English is well known as the business language of the world – it is estimated that about one -fourth of the world’s population can communicate, at least to a small degree, in English. Its willingness to accept words and even grammatical structures from the vernacular has facilitated its rapid spread as the world’s lingua franca. While enabling people separated by great distances and cultures to communicate easily, it also makes business more challenging for those who have not yet mastered the language and creates a hierarchy, ranking those with greater familiarity over those with less.

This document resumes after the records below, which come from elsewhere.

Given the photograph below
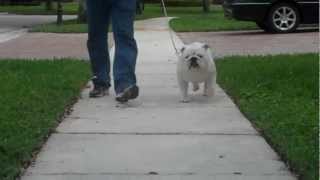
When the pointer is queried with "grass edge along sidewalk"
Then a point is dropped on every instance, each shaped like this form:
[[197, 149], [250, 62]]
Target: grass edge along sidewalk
[[34, 97], [279, 95], [188, 19]]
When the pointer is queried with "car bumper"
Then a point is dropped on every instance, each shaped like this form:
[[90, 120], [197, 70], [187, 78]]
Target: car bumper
[[246, 12]]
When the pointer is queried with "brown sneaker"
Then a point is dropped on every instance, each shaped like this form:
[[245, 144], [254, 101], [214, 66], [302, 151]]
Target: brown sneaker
[[131, 92], [99, 91]]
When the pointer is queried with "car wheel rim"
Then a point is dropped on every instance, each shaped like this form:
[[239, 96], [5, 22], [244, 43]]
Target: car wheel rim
[[284, 18]]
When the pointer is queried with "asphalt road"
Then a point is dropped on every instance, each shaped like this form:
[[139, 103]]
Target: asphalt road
[[256, 42], [13, 26]]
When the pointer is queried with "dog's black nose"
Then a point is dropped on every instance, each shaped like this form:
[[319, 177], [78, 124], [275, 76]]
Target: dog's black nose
[[193, 59]]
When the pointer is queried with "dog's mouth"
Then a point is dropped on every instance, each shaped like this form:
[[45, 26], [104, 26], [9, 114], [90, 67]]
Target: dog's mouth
[[193, 63]]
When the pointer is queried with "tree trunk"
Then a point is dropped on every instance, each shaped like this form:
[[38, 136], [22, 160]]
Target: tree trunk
[[59, 13], [82, 12], [49, 5], [206, 5]]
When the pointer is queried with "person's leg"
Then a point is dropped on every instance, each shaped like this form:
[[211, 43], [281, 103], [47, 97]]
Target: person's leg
[[98, 20], [122, 14]]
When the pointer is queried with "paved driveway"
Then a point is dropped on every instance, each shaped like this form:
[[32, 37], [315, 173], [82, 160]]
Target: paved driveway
[[256, 42]]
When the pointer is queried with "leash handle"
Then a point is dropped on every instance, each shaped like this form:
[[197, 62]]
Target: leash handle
[[170, 30]]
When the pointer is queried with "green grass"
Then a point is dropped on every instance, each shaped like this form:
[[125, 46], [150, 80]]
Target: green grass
[[34, 95], [188, 19], [279, 94], [68, 8]]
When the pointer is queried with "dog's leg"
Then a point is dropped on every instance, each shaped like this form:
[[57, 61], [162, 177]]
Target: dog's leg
[[195, 86], [210, 86], [184, 91]]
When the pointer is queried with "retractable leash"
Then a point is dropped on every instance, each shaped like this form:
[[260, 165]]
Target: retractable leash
[[170, 30]]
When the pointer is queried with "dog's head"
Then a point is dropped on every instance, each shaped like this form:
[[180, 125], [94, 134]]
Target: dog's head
[[195, 55]]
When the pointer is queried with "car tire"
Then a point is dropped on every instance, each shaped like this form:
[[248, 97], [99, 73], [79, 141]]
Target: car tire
[[262, 26], [283, 18]]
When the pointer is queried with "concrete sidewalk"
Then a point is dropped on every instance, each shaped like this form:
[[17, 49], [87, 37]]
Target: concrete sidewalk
[[156, 137]]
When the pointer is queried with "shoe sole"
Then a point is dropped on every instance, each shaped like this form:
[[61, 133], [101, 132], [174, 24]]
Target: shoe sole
[[100, 95], [130, 93]]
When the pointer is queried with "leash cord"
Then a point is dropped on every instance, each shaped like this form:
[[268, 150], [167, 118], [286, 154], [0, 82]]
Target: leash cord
[[170, 30]]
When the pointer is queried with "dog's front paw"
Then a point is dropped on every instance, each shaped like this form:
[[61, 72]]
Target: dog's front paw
[[209, 92], [185, 100]]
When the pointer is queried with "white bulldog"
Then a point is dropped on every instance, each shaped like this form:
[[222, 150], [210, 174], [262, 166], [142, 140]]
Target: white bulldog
[[196, 65]]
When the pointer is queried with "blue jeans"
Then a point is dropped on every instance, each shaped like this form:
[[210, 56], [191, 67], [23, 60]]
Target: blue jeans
[[121, 13]]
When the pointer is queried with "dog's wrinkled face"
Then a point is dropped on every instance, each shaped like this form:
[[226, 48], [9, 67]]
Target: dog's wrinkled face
[[195, 56]]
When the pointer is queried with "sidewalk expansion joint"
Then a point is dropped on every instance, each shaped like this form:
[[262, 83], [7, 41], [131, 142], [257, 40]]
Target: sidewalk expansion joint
[[159, 133], [154, 173]]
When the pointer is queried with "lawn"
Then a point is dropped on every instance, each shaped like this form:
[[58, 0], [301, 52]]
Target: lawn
[[188, 19], [34, 96], [68, 8], [279, 94]]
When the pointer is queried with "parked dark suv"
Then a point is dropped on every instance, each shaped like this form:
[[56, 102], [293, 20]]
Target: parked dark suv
[[274, 15]]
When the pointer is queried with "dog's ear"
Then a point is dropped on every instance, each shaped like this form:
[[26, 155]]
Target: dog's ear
[[206, 46], [182, 49]]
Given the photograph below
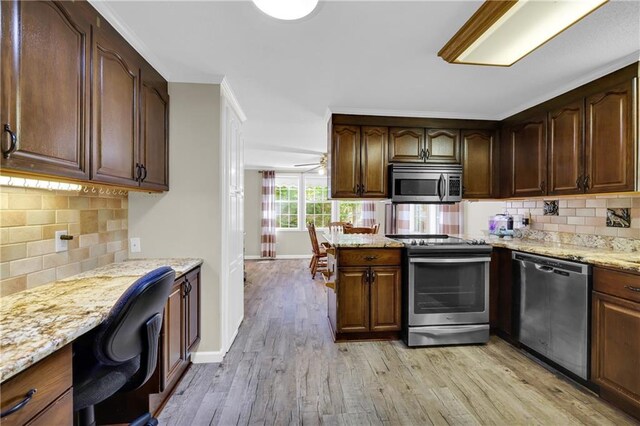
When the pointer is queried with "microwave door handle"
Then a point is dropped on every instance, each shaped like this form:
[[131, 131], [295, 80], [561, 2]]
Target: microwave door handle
[[441, 188]]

People who learn English in a classroom but do not hear it spoken in the context in which they will have to use the language cannot reinforce the skills they have learned in class until they are thrown, often unprepared, into a situation that demands it. There is need for a tool that will detect issues in ESL writing comprehensively – one that is non-intrusive, can be contextually relevant, and is not static.
The WritingAssistant enables writers of all levels to improve their writing skills in a non-intrusive, contextually relevant manner by allowing users of all levels to check any writing sample for grammar, style and content quality. Currently on a web portal, it provides easy access to a proofreading and self-learning tool that can be used anywhere and in any context.
The WA Taxonomy of Errors
The WritingAssistant checks text for errors in three broad categories: Mechanics, Grammar, and Style. The mechanics category includes spelling, punctuation and case, looking for words that are misspelled or incorrectly capitalized, as well as checking for clear and correct usage of punctuation. The grammar rules find errors in syntax and tense, as well as pointing out words that might be inappropriately chosen. Style covers the overall flow of the sentences, checking if they adhere to conventions of good writing.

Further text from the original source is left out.